2. Tipos de nutrientes
Los nutrientes se pueden organizar desde el punto de vista químico y desde el punto de vista energético.
Desde el punto de vista químico podemos distinguir cinco grupos de nutrientes:
• Glúcidos o hidratos de carbono.
• Proteínas o prótidos.
• Lípidos o grasas.
• Minerales.
• Vitaminas.
A su vez, podemos dividir este grupo en:
• Macronutrientes: engloba a los glúcidos, proteínas y lípidos. También se denominan
principios inmediatos.
• Micronutrientes: son sustancias imprescindibles para la vida, aunque sus necesidades se midan a veces en cantidades muy pequeñas (milésimas o millonésimas de gramo). A este grupo pertenecen los minerales y las vitaminas. Y dentro de los minerales existe un grupo que se requiere en cantidades inferiores al resto y que es el de los oligoelementos (como son el hierro y zinc), pero hoy en día, para clasificar a los minerales, se prefiere hablar de elementos mayoritarios (calcio, fósforo, magnesio, cloro, sodio y potasio), elementos traza (hierro, flúor, zinc, cobre, selenio, yodo y manganeso), y elementos ultratraza (molibdeno, vanadio, níquel, cromo, cobalto, silicio, estaño, boro, antimonio, arsénico, bromo, litio).
La clasificación de los nutrientes desde el punto de vista energético es la siguiente:
• Energéticos: son los que el organismo puede transformar en energía, aunque además
también puedan tener otras funciones.

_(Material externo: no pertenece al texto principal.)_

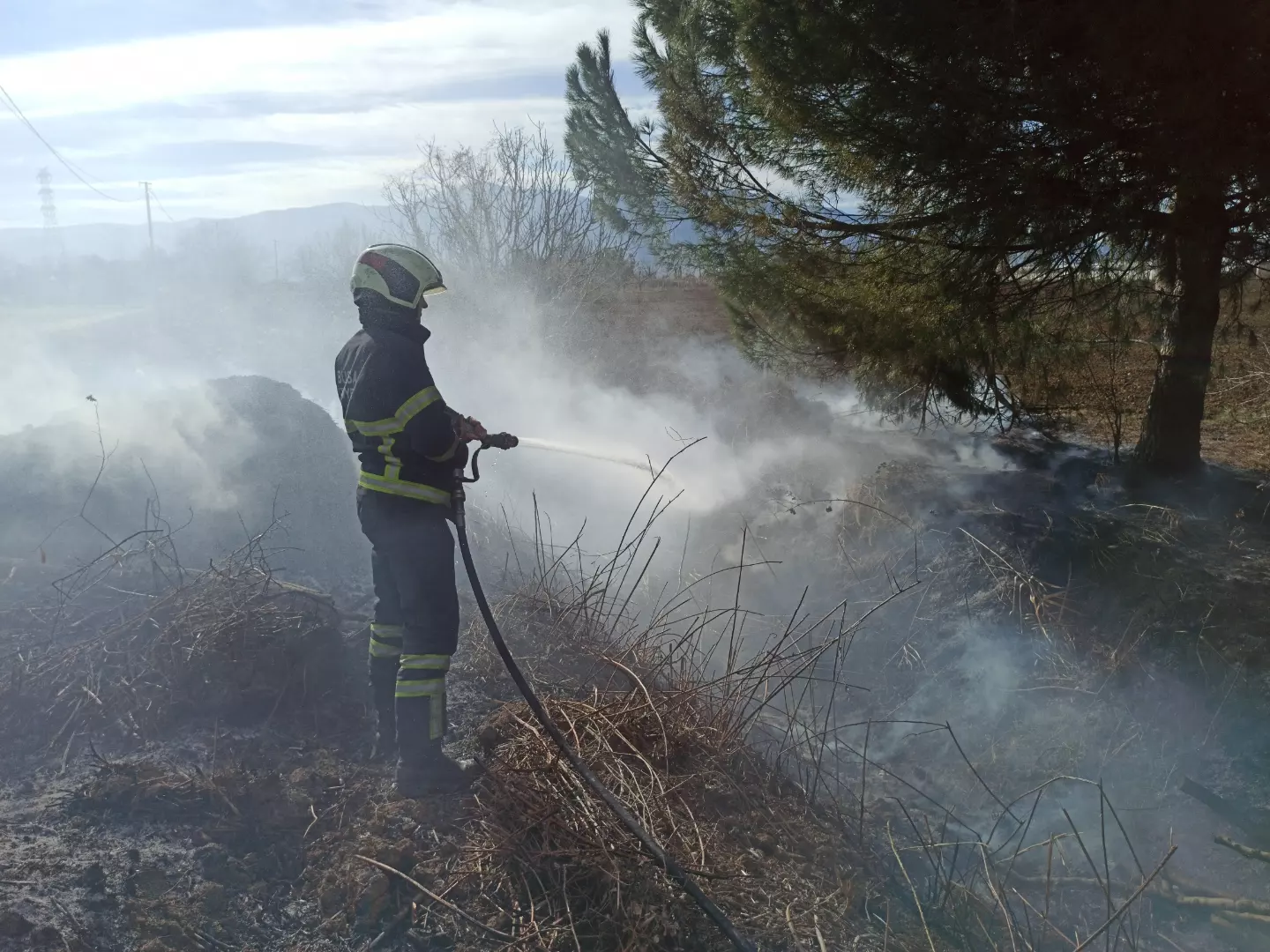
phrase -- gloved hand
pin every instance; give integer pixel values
(470, 430)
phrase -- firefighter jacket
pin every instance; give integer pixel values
(401, 430)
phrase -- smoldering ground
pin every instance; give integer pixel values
(776, 484)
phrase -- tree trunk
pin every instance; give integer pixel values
(1171, 429)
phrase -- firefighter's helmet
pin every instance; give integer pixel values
(399, 273)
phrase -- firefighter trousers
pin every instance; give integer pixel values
(415, 628)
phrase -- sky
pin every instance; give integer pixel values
(244, 106)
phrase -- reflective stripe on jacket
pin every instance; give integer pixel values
(400, 427)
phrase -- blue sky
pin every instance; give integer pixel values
(243, 106)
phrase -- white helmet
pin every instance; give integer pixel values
(397, 271)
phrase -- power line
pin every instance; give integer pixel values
(13, 107)
(158, 202)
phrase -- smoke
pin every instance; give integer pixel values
(771, 460)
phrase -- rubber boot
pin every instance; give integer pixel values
(433, 772)
(423, 767)
(383, 691)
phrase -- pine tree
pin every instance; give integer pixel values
(938, 195)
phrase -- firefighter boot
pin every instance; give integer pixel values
(423, 767)
(383, 691)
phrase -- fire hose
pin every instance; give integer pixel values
(505, 441)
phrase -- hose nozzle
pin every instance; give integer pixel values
(501, 441)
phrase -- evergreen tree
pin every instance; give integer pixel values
(938, 195)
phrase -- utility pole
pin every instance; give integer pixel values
(49, 210)
(150, 222)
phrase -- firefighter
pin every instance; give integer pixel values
(409, 443)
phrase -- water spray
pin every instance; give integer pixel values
(644, 466)
(505, 441)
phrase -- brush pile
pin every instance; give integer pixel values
(537, 859)
(231, 643)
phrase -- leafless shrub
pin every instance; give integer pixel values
(511, 211)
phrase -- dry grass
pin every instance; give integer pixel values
(228, 643)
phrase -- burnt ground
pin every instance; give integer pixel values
(1132, 625)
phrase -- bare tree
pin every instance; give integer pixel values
(512, 210)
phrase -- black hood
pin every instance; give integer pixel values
(377, 311)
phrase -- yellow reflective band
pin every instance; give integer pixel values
(430, 663)
(397, 421)
(384, 649)
(436, 693)
(400, 487)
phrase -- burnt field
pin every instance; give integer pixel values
(1021, 704)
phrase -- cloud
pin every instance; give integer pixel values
(329, 108)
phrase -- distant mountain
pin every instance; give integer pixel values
(290, 227)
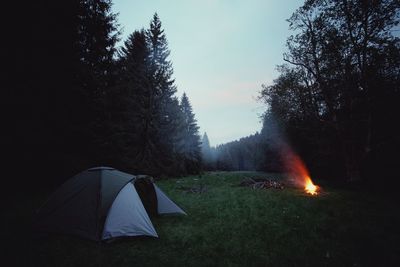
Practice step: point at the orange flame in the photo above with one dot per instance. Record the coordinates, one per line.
(310, 187)
(298, 171)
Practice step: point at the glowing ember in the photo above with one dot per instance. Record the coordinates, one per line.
(298, 171)
(310, 187)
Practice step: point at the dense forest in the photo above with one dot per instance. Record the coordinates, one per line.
(73, 99)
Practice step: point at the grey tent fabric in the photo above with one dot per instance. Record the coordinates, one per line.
(127, 216)
(95, 202)
(165, 205)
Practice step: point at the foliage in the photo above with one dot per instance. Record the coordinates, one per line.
(75, 101)
(336, 98)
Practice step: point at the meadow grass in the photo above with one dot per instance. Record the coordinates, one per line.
(230, 225)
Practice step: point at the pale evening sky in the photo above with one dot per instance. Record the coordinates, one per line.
(221, 51)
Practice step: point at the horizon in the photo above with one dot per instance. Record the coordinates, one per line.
(220, 72)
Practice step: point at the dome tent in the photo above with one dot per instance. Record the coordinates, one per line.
(102, 203)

A este grupo pertenecen los hidratos de carbono,
las grasas y, en menor grado, las proteínas. Siempre serán utilizados en primer lugar
para la obtención de energía los hidratos de carbono y las grasas.
• No energéticos: minerales y vitaminas. Nunca se pueden transformar en energía, aunque
la presencia de alguno de ellos (vitamina B1, magnesio, etc.) sea necesaria para la transformación en energía de los nutrientes energéticos.
Y sí, no nos hemos olvidado del agua. A pesar de no ser considerada con nutriente es imprescindible para el mantenimiento de la vida.
También podemos clasificar a cada uno de los nutrientes, como esenciales o no esenciales, dependiendo de si el organismo es capaz de sintetizarlos a partir de otras sustancias o necesita de su ingestión diaria.
Para no entrar en clasificaciones complejas, podemos decir que todos los minerales y todas las vitaminas (a excepción de la D3, K y Niacina) son nutrientes esenciales, por lo tanto debemos ingerirlos mediante la alimentación o mediante la suplementación diaria.